Our take: This is one of the most practically important AI-in-business stories of the moment, and it applies well beyond software companies. When AI agents can execute, the highest-value human skill becomes the quality of your thinking and the speed at which you make decisions. For UK organisations going through AI transformation, this should prompt a genuine review of internal processes: not just which tasks AI can assist with, but which coordination structures were built to compensate for human execution limits and can now be retired.
Quick Hits
- Bandcamp bans AI content: Bandcamp has become the first major music platform to prohibit AI-generated music, drawing a clear line for the creative industries.
- UK AI in energy: Centrica's Gunjan Arora argues in BusinessGreen that AI-driven grid optimisation is one of the most undervalued levers in the UK's net zero transition.
- UK AI lead under pressure: The BBC reports that the UK leads Europe in AI companies per capita, but warns of a brain drain to the US as entrepreneurs seek larger pools of capital.
- Legora raises $550m: Legal AI startup Legora has secured $550 million to accelerate US expansion, reinforcing the strong investment thesis for vertical AI in professional services.
- ARC-AGI-3 humbles every AI model: The new ARC-AGI-3 benchmark scored every frontier model below 1% on tasks that 100% of humans solved on their first attempt. Gemini 3.1 Pro led at 0.37%. The gap between AI capability and human general reasoning remains vast.
- Waymo hits 500,000 paid rides per week: Waymo has doubled its ride volume to 500,000 paid trips per week in under a year, already halfway to its end-of-year target.
Frequently Asked Questions
Why did OpenAI shut down Sora so quickly?

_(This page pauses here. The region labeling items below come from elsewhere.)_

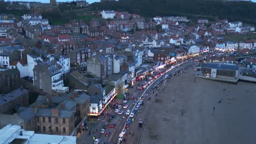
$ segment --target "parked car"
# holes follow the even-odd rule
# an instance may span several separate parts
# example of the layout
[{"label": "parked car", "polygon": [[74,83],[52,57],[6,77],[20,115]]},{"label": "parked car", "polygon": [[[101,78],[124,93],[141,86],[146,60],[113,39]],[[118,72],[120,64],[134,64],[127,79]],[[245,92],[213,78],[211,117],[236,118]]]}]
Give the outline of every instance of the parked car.
[{"label": "parked car", "polygon": [[118,115],[122,115],[122,114],[123,114],[123,111],[119,111],[118,112]]},{"label": "parked car", "polygon": [[106,135],[106,136],[109,136],[109,135],[110,135],[110,131],[106,131],[106,133],[105,133],[105,135]]},{"label": "parked car", "polygon": [[128,120],[127,120],[127,123],[129,124],[130,124],[131,123],[131,118],[128,118]]},{"label": "parked car", "polygon": [[94,141],[94,144],[98,144],[99,142],[100,142],[100,139],[96,139],[96,140]]},{"label": "parked car", "polygon": [[120,105],[118,106],[118,109],[122,109],[122,107],[123,107],[123,105]]},{"label": "parked car", "polygon": [[126,133],[126,129],[123,129],[122,130],[122,132],[121,132],[123,135],[125,134]]},{"label": "parked car", "polygon": [[114,128],[115,127],[115,124],[114,123],[111,123],[109,124],[109,128]]},{"label": "parked car", "polygon": [[101,133],[104,134],[105,133],[105,129],[101,129]]},{"label": "parked car", "polygon": [[123,106],[123,108],[124,108],[124,109],[127,109],[127,107],[128,107],[128,105],[124,105]]},{"label": "parked car", "polygon": [[134,117],[134,113],[132,113],[132,112],[131,113],[131,115],[130,115],[129,117],[132,118],[132,117]]},{"label": "parked car", "polygon": [[130,115],[130,113],[131,112],[131,111],[130,110],[127,110],[126,113],[125,113],[125,115]]}]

OpenAI shut down Sora six months after launch because user numbers had collapsed from around one million to fewer than 500,000, while the app was costing approximately $1 million per day to run. With compute resources under pressure and competitors such as Anthropic winning enterprise customers, CEO Sam Altman chose to redirect resources to higher-return products.
What does the UK government's position on AI and copyright mean for businesses?
The UK government has stepped back from plans to introduce a broad copyright opt-out for AI training data. This means AI companies cannot assume they can freely train on UK content by default. For businesses building AI systems that use third-party data, this increases the importance of reviewing licensing arrangements and data provenance. The situation remains in flux as the government gathers further evidence before any legislative changes.
How should UK SMEs approach AI adoption in 2026?
Start now, start small, and focus on specific productivity bottlenecks rather than broad transformation projects. Identify two or three repetitive, time-consuming processes in your business and pilot AI tools against those. Measure the time saved, then expand. Waiting for AI tools to mature further means falling behind competitors who are already building proficiency and efficiency gains.